Mereka yang percaya pada zodiak terkena Efek Barnum, yaitu fenomena psikologi dimana seseorang yakin bahwa suatu pernyataan atau deskripsi berlaku khusus untuk dirinya. Padahal, pernyataan atau deskripsi tersebut sebenarnya juga berlaku untuk banyak orang.
Misalnya, pemilik zodiak Pisces dideskripsikan sebagai orang yang murah hati, berempati tinggi, romantis, pendengar yang baik, sensitif, dan kreatif. Pemilik zodiak Pisces yang membaca deskripsi tersebut akan merasa bahwa dirinya memang seperti itu. Padahal, karakter ini juga ditemukan pada pemilik zodiak lain.

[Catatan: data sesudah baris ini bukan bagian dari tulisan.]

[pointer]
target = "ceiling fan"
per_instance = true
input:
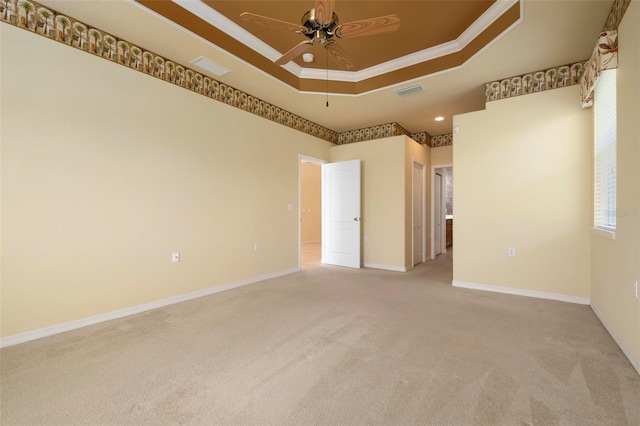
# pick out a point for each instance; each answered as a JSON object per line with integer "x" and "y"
{"x": 320, "y": 26}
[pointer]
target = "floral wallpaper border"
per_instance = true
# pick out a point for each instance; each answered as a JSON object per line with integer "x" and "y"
{"x": 441, "y": 140}
{"x": 538, "y": 81}
{"x": 47, "y": 22}
{"x": 616, "y": 14}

Contoh lainnya, hari ini Anda membaca ramalan yang mengatakan bahwa pemilik zodiak Libra akan menerima kabar buruk. Ternyata, Anda selaku pemilik zodiak tersebut, terserang Covid-19 pada hari ini. Anda lantas berpikir, “Ramalan itu benar!” Padahal, orang yang terinfeksi Covid-19 pada hari yang sama bukan Anda saja dan bukan pemilik zodiak Libra saja. Jadi, itu hanyalah sebuah kebetulan.
Menariknya, menurut hasil penelitian Andersson et al. (2021) dari Lund University, orang yang percaya pada ramalan astrologi seperti zodiak, memiliki IQ yang lebih rendah dan sifat narsis yang lebih tinggi dibandingkan dengan orang yang tidak percaya pada astrologi.
Andersson dan kedua rekannya menemukan bahwa orang yang percaya pada ramalan astrologi cenderung lebih fokus pada diri sendiri dan menganggap dirinya sebagai orang istimewa. Mereka juga mencatat bahwa semakin tinggi IQ partisipan yang terlibat dalam penelitian tersebut, semakin rendah kepercayaannya terhadap astrologi.
Sebagai orang yang memiliki zodiak Virgo, saya merasa bersyukur karena tidak hidup di negeri Cina. Bayangkan akan jadi apa saya di negara itu, pasti nasib saya malang sekali. Semoga apa yang dilakukan oleh kebanyakan HR di Cina tidak semakin diadopsi oleh HR di Indonesia, karena mencari pekerjaan akan semakin sulit, hanya karena perkara ramalan zodiak yang kebenarannya tidak terbukti secara ilmiah.